Plus loin encore, certaines familles n'ont trouvé rien de mieux à faire que de changer complètement de domicile, une façon de brouiller toutes les pistes pouvant mener leur progéniture à les retrouver. D'autres, celles-là sont également nombreuses, continuent à faire la sourde oreille aux courriers de l'hôpital psychiatrique les invitant à se présenter en vue d'accompagner les membres de leur famille qu'elles ont abandonnés. La majeure partie de ces malades est venue de plusieurs localités de l'ouest et du sud-ouest du pays. Le sida, cette maladie est vue autrement. Chez plus d'une famille, cette pathologie constitue un tort social difficile à supporter. L'abandon des malades se généralise-t-il? Là également rien n'indique l'inverse! Pas moins de 1200 sidéens, venus des différentes wilayas du pays pour se soigner à Oran, sont abandonnés par leurs progénitures. Les préjugés font état que tout sidéen est un dépravé ou encore un débauché. Leurs seuls gîtes les abritant ne sont autres que les box exigus et autres chambres spécifiques des différentes structures sanitaires d'Oran dont le service des maladies infectieuses près le Centre hospitalo-universitaire Benzerdjeb. Des spécialistes sont unanimes. La sentence de la «démission» leur ayant été infligée par leurs familles est la principale raison de leur abattement vu que celles-ci ne leur rendent nullement visite, ne serait-ce que dans le cadre d'une opportunité occasionnelle. Hommes et femmes sont figés dans leur souffrance, en silence, les terrassant à petit feu tout en continuant à faire l'objet de toutes les formes de stigmatisation exprimées à leur encontre aussi bien par la société que, plus grave encore, par leurs...proches, parents et voisinage.

Doublement victime
«Chez la majeure partie de ces malades, la cassure est expansive tandis que le fossé les séparant de leurs familles et de leurs proches s'agrandit davantage», dira un psychiatre ajoutant que «dans plusieurs cas, plusieurs dizaines de ces patients font des crises d'anxiété difficiles à gérer aussi bien par eux-mêmes que par les psychologues chargés de les assister moralement». Se sentant coupables alors qu'ils sont victimes des différentes situations sociales, leurs crises s'accentuent davantage à la faveur des soins qui leur sont prodigués par les praticiens de la santé. «Ces malades ne voient que la mort rôder dans tous les couloirs des structures les abritant», a affirmé le psychiatre. Ce n'est pas tout. Le traitement médical du sidéen est d'autant plus exceptionnel qu'une simple maladresse suffit pour que le patient chavire dans un état psychologique dégradé. Une simple extraction d'une dent d'un sidéen nécessite un traitement particulier. Le malade commence à s'agiter dès qu'il s'aperçoit que le dentiste entame les procédures de la stérilisation totale de ses équipements. Et le psychiatre de juger utile de souligner que «vu les gros moyens techniques et les plateaux médicaux exceptionnels à mobiliser par les chirurgiens-dentistes, l'extraction d'une molaire chez le sidéen revient au coût de 6000 dinars». D'autres (dentistes), se comptant sur les doigts d'une seule main, versent brutalement dans le rejet en se cachant derrière le fallacieux prétexte de disette et de pénurie des produits et outils médicamenteux. Là encore, les sidéens, se sentant marginalisés encore plus, se mettent aussitôt dans tous leurs états.

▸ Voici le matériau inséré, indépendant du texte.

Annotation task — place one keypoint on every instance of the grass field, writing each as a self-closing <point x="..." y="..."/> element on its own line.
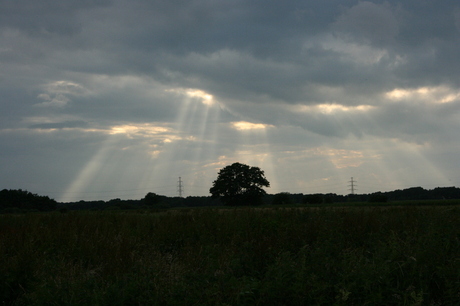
<point x="238" y="256"/>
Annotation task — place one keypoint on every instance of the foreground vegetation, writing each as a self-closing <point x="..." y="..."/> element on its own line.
<point x="234" y="256"/>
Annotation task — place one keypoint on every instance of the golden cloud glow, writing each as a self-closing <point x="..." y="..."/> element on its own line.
<point x="332" y="108"/>
<point x="439" y="94"/>
<point x="205" y="97"/>
<point x="245" y="126"/>
<point x="140" y="129"/>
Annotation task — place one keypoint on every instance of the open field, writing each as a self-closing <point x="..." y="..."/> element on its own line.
<point x="245" y="256"/>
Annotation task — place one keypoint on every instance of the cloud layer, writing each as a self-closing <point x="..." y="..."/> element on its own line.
<point x="105" y="99"/>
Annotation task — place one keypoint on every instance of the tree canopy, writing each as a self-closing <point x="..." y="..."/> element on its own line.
<point x="240" y="184"/>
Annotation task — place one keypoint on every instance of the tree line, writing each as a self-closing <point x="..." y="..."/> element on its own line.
<point x="236" y="185"/>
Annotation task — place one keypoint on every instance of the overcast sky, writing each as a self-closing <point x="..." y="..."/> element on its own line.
<point x="104" y="99"/>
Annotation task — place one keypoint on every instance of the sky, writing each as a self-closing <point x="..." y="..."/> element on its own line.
<point x="105" y="99"/>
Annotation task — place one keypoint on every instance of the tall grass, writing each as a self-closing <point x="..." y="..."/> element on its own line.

La cote d'alarme est-elle atteinte? En 2017, le Laboratoire national de référence du VIH/sida (Lnrv) de l'institut Pasteur-Algérie a enregistré 723 nouveaux cas de sida durant la période allant du 1er janvier au 30 septembre 2017 au niveau national. Cela représente un indice de stabilité du nombre de cas recensés depuis quatre années. Un total cumulé de 11385 personnes dont 6347 hommes et 5038 femmes ont été diagnostiquées séropositives pour le VIH depuis le début de l'épidémie en 1985 jusqu'au 30 septembre 2017, selon le Laboratoire national.